Unlike civil cases where people can bring each other to court to resolve their disputes, criminal cases are brought to the court by the state.

The state is represented in criminal trials by a prosecutor, or a team of prosecutors. Prosecutors are lawyers whose job it is to prove that someone is guilty of committing a crime.

The accused’s lawyer is often called the defense. The defense’s job is to represent the accused and present his or her side of the story.

In a criminal case every defendant is presumed to be innocent until the prosecutor proves that he or she is guilty. This means the prosecutor has the burden of proof. The prosecutor must prove the defendant’s guilt beyond a reasonable doubt. If the prosecutor cannot prove the accused is guilty beyond a reasonable doubt, the accused will be found not guilty.

No matter the charge, most trials proceed the same way:

  1. Once the trial begins, both the prosecution and defense will give opening statements in court.

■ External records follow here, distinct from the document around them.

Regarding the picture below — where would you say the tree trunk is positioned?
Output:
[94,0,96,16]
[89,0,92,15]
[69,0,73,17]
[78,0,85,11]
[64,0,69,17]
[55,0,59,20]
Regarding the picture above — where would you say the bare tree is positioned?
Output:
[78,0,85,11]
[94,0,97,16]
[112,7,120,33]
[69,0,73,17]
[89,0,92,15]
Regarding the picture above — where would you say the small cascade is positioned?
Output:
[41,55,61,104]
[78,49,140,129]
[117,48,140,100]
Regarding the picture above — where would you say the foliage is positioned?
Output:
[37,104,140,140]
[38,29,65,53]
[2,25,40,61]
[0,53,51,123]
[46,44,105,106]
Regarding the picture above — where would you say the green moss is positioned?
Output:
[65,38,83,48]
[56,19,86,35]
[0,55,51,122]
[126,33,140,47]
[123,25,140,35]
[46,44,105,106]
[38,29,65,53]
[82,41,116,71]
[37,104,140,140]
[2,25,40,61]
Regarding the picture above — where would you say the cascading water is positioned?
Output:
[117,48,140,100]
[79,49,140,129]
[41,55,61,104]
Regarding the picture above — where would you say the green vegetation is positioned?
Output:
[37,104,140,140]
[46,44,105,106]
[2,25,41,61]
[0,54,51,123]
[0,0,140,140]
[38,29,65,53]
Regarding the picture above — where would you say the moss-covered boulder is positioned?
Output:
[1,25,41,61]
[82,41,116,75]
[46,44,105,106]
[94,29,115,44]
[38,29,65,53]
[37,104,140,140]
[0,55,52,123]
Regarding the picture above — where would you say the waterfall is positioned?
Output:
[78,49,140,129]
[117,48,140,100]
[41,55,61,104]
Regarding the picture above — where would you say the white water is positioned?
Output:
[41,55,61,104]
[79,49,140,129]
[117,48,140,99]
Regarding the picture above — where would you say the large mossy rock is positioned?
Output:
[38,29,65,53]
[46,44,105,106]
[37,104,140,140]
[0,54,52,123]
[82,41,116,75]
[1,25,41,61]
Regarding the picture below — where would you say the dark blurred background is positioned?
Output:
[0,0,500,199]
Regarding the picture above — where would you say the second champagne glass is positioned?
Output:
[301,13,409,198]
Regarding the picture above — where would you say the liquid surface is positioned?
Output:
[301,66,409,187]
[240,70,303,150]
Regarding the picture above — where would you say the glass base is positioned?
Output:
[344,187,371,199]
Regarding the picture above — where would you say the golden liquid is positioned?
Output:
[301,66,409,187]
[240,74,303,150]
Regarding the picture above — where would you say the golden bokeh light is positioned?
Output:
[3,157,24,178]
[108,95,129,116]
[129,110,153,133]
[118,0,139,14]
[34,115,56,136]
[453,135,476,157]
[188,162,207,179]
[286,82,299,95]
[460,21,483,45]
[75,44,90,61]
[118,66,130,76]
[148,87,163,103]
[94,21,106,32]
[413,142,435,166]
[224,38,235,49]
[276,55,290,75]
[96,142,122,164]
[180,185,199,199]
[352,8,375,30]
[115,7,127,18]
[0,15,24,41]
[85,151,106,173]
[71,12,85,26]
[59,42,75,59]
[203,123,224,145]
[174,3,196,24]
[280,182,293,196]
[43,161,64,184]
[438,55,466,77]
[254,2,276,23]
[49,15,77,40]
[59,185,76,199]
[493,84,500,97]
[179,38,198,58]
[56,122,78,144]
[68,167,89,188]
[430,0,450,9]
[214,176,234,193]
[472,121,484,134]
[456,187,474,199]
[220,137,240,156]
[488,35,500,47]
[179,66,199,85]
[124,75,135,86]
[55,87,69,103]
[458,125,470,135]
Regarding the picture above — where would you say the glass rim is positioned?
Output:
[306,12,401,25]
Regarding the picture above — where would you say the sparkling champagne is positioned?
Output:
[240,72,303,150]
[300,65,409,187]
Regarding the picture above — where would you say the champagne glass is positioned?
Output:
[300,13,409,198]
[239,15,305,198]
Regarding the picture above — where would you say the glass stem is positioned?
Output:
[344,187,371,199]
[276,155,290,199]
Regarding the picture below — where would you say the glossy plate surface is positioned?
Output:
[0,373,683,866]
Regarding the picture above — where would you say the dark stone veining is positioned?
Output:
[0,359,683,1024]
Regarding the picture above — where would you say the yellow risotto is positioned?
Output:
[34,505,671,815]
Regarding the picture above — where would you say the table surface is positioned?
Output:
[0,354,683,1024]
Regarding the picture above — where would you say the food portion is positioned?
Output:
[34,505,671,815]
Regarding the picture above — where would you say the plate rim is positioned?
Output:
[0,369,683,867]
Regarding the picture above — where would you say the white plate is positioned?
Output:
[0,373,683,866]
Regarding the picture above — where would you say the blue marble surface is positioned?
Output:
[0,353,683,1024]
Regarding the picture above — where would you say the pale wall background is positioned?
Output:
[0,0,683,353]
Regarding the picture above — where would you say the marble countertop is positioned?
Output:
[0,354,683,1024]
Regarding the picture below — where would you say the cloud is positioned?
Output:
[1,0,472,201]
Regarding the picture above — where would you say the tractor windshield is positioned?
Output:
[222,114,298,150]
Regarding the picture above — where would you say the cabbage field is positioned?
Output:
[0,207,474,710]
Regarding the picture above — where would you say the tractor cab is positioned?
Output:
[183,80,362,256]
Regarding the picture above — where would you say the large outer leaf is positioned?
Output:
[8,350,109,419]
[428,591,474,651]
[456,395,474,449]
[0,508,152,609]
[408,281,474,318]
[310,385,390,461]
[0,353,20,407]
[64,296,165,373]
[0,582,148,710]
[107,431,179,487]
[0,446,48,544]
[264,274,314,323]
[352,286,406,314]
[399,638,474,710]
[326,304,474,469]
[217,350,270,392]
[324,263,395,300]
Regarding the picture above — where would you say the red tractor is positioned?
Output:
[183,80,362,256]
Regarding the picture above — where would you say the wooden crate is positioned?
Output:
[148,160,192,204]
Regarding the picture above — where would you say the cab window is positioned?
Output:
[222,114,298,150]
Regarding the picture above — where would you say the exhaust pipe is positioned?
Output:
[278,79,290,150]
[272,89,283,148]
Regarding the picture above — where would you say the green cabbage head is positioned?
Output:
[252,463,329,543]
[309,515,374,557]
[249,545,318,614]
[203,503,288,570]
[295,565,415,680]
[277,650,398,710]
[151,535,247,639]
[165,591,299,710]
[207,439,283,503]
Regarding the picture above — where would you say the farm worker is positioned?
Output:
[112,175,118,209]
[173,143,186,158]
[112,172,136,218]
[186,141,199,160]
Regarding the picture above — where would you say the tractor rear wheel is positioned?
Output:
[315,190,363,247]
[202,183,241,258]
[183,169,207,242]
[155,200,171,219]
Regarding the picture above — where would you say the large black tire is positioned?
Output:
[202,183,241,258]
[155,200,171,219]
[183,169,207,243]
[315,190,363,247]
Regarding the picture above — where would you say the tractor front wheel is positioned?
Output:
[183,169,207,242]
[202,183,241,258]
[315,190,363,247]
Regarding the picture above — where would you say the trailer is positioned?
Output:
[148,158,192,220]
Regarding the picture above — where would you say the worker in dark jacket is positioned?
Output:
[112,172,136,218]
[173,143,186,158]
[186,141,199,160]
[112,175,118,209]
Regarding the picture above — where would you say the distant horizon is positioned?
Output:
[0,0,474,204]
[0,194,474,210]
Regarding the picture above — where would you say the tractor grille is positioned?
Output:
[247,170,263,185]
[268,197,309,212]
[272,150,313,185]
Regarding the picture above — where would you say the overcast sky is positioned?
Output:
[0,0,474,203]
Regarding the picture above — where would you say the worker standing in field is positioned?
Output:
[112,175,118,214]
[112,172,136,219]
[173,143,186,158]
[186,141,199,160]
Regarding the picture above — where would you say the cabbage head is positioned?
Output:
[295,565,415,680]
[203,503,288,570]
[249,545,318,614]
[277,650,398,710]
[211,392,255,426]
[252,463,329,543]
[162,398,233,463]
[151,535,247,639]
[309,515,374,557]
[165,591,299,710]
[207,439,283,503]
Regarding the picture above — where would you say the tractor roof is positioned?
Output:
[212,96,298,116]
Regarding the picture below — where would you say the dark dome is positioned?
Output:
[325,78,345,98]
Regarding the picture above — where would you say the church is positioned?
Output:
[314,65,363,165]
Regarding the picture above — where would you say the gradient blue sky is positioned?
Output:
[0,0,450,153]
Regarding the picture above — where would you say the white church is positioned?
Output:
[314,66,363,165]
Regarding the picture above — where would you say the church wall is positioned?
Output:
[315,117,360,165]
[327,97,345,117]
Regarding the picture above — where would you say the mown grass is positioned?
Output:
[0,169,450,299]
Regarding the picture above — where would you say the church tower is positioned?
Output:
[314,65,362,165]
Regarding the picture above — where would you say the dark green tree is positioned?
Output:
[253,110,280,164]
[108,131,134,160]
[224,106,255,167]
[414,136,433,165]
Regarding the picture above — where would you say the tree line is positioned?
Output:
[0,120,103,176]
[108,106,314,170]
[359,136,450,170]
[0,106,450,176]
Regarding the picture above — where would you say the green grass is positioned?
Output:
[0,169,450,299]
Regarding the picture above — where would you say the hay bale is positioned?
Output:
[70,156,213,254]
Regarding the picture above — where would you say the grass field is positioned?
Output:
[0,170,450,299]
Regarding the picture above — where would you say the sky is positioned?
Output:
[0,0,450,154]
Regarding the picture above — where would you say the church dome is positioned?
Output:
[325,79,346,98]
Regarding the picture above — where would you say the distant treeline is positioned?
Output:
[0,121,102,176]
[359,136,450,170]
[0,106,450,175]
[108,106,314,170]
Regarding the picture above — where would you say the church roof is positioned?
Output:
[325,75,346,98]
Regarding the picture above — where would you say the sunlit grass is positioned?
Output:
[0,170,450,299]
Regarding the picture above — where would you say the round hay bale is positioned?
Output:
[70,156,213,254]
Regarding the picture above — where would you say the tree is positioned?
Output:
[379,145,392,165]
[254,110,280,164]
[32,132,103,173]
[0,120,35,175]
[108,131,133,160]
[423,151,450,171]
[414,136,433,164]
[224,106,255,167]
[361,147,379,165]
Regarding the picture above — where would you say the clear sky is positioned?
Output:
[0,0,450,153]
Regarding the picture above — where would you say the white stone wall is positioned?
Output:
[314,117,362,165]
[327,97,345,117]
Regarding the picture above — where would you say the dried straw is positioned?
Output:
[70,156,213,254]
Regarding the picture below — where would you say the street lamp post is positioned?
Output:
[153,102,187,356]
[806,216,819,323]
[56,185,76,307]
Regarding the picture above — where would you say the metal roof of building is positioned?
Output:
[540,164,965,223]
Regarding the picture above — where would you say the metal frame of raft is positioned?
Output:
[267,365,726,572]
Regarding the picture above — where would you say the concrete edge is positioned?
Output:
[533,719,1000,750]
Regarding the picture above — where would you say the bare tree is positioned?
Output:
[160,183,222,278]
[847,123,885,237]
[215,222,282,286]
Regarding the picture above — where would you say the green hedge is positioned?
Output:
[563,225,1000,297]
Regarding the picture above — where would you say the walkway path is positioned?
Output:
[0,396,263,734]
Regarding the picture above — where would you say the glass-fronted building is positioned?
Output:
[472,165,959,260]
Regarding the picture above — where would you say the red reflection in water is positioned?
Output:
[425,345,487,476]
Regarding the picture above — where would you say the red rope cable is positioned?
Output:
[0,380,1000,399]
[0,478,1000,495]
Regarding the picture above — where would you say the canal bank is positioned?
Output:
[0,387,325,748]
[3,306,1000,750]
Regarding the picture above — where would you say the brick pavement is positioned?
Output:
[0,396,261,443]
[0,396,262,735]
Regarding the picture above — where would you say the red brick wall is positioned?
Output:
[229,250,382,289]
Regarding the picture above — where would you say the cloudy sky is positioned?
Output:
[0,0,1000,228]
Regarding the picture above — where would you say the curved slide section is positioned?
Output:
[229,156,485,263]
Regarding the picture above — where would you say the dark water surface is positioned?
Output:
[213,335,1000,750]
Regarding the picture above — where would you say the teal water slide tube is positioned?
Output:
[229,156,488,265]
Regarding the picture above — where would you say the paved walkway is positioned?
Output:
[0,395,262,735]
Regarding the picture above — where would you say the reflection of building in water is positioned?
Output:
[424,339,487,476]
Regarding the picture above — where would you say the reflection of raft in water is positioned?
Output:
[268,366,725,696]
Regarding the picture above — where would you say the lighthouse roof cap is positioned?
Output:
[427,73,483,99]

The statements provide an outline of what the case is about and what each side is trying to prove.
  2. Since the burden of proof is on the state, the prosecution presents their case and all of their evidence first.
  3. After the prosecution has presented their case, the defense can question the prosecution’s witnesses.
  4. Then the defense may present its case and all of its evidence.
  5. After the defense has presented, the prosecution may ask questions of the defense’s witnesses.
  6. The prosecution and defense will each have a chance to present closing statements to the court.
  7. If the trial is being decided by a judge, the judge will make a decision, or verdict. If the trial is being decided by a jury, the jury will leave the courtroom to deliberate before returning and announcing their decision to the judge.
  8. If the judge or jury has found the accused guilty, the judge will often sentence the accused immediately. If the judge or jury has found the accused not guilty, the accused is free to go.